実は今話はいくつか候補があって、どれにでも対応できるようにと前話を出したのですが無駄になってしまったなと後悔してます。

今回の話には作者の大好きな「空の境界」ネタをパロってギャグとして使われてます。
サブタイトルが無い作品なので書いてませんが、もし付けるとしたら「空の教会で」にしてました。そんな感じの回です。

前回とはなんの脈絡もない展開ですが、お楽しいいただける事を祈っております。


第9章

 墓地でのお化け退治。

 古くはドラゴンクエストⅤのレヌール城で、将来のお嫁さんでもあるビアンカさんとの初作業。
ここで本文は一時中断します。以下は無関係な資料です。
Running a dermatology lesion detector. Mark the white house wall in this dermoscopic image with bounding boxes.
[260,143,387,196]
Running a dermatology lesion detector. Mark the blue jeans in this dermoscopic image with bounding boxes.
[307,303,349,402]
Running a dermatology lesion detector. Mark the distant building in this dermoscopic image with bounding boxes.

 新しい上に異色すぎますけど、オバロに出てくるワーカーチーム『フォーサイト』によるナザリック調査も類似系ではあるのでしょう、一応は。・・・全滅しますけどね。

 

 別にそう言うルールがあるわけでもないのですが、どう言うわけかお化け退治はファンタジーにおけるお約束要素の一つであり、多くの場合において重要イベントの発生場所だったりします。

 

 ーー例えば、人を救いたいと切望したのに現実に裏切られて絶望し、人類絶命計画練り初めて偽りの生命体生み出して、

 

「お前の命は偽物だ。私が与えてやっただけなのだ。お前に価値はない。でも、私が何したいのかは自分でも覚えていない。私には望みなど無いのだ」

 

 とか、どっかの荒耶なオッサンみたいなこと言い出したりするんですよね。隠し階段を降りていった先にあるダンジョンを踏破した最奥部とかで。

 

 いきなり何の脈絡もなくてゴメンナサイ。なんで私が今更になってこんなこと言いだしてるのかと言うとーー現に目の前で起きてちゃってるからですよ! そんな格好いいけど矛盾しかしてない台詞の応酬が!!

 

 

 

「お、俺が今まで俺だと思っていた自分は偽物だったのか・・・?」

「違う! ロバーデーク! お前はお前だ!俺の知ってるロバーデークはお前だけだ!

 他の誰でもない! お前こそが世界で唯一人のロバーデークなんだ!」

『くっくっく・・・。無駄なことだ、限りある命しか持たぬ者たちよ。お前たちは決して死の恐怖からは逃げられない。

 自らの命が残りわずかで、与えられた物でしかなかったと知らされた苦悩は理解できない・・・』

 

 

 様々な時代、様々な国の聖人たちと思しき方々が殺し合い、助け合い、最後には天に召される構図を描いたらしいステンドグラス。

 一番奥の大机には巨大な空っぽの杯が鎮座し、神を称えて罵る文言が書かれた呪符(っぽい何かです)がベタベタと張り付けられまくり、止めとしては天井に浮かぶ黒い穴・・・って、あれ? この教会もどきな場所ってもしかして型つーーおっと、失言失言。言っちゃいけない言葉でしたね。忘れてください。

 

 

「セレニアさんセレニアさん! 見てくださいよ、あれ!

 すっごく正統派ファンタジーしてます! 私たちも参戦しましょう!

 今こそ異世界転生勇者セレニアの大冒険を始める時なのです!」

「レベル3でサバイバルナイフ装備した職業『指揮官』の勇者が参戦しても大丈夫な状況なんですかね? めっちゃくちゃ場違いすぎる気がしますけど?」

「・・・・・・」

「・・・・・・」

「・・・・・・」

「・・・・・・だから最初に聖剣渡してあげたのにーーっ!!」

「だから最初に重くて持てないと言ったじゃないですか」

「職業補正は!?」

「指揮する兵のいない指揮官に、どれほどの補正が入ると思ったんですか?」

「軍隊なんて大っ嫌いだぁぁぁぁぁぁぁっ!!!」

「同感です。珍しく気が合いましたね女神様」

 

 テンションが違いすぎる前線と後方。ある意味では現実的な戦争の構図ですよね。善し悪しはまったく別の話ですけども。

 

 

『・・・・・・・・・・・・・・・・・・・・・・・・・・・・・・・・・・・・・・・・・・・・・・・・・・・・・・・・・』

 

 

 そして私たちと同じく前線のテンションに付いていけてない、他のレイドパーティーメンバー冒険者の皆様方。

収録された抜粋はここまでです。